Concluons avec un dernier mot concernant ce bloc bourgeois et conservateur qu’il faut dénoncer à bien des égards, mais qu’il convient aussi de situer dans le champ de la pensée ou plutôt dans l’absence de pensée. Plus précisément, ce bloc est appelé conservateur car les éléments qui le composent ne pensent pas. L’occasion ici de dire que la pensée est un objet amovible qui questionne l’état des choses, qui cherche à interroger les situations que vivent les individus, à étudier les dynamiques sociales et politiques afin de comprendre le monde dans sa globalité. Le bloc dont on parle ne cherche à étudier ces dynamiques, il cherche à pérenniser un pouvoir économique qui n’a rien de naturel, mais qui s’est bâti depuis plusieurs siècles, depuis la naissance du capitalisme et des sociétés bourgeoises. Dès lors, pour quiconque souhaite penser dans le sens d'interroger les structures sociales, ne peut se réclamer d'un parti bourgeois quel qu'il soit. Eric Zemmour qui se présente tantôt comme un écrivain tantôt comme un penseur, pour ne citer que lui, ne pense pas, il occupe l'espace médiatique pour saturer celui-ci de ses idées absolument compatibles avec l'ordre économique bourgeois. Sa pensée ne relève d'aucune vitalité et ne permet pas l'interrogation de l'état des choses.

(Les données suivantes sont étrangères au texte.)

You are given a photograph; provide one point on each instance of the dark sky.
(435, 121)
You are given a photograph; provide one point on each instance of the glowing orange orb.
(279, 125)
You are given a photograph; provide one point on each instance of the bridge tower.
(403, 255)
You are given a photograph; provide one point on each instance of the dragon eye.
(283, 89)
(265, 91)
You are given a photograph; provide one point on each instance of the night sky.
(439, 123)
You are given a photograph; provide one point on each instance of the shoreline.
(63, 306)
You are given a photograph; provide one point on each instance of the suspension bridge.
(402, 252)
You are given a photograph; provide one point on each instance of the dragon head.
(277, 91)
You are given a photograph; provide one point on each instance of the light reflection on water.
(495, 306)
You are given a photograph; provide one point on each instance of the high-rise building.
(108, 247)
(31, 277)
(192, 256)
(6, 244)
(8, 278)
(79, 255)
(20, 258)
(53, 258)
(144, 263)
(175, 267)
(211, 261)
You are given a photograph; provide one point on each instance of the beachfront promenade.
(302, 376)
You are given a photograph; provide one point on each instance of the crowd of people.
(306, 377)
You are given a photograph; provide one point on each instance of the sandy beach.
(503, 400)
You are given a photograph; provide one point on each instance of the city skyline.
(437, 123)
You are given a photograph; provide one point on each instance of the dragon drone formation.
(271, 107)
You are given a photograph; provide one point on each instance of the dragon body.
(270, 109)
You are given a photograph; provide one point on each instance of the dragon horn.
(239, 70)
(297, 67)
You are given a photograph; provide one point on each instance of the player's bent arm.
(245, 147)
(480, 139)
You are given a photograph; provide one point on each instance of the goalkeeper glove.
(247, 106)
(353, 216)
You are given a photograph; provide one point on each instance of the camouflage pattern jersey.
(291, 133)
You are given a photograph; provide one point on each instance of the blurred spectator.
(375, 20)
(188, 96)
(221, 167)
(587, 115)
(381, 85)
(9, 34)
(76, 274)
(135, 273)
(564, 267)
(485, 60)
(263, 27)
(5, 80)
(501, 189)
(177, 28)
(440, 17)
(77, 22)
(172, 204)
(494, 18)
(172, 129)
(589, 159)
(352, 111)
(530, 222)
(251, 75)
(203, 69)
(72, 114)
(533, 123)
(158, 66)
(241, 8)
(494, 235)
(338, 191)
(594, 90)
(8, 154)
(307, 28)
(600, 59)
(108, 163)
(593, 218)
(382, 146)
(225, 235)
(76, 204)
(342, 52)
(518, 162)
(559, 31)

Ainsi, ces partis qui composent le bloc bourgeois et conservateur sont des partis figés d’application des politiques économiques et sociales actuelles, avec des nuances de façade servant à alimenter un semblant de débats dans une démocratie qu’on peine à vivre dans sa chair. Ils sont des fondés de pouvoir du capital et de la bourgeoisie, motivés par le maintien des positions sociales et de la préservation des intérêts et des privilèges des classes dominantes. La séquence politique actuelle aura eu le mérite, s’il le fallait, d’établir avec une grande clarté de quoi relève ce bloc bourgeois et conservateur qui va du centre gauche jusqu’à l’extrême droite, avec au cœur l’extrême centre qui cristallise les enjeux contemporains, au-delà des divergences d’apparence.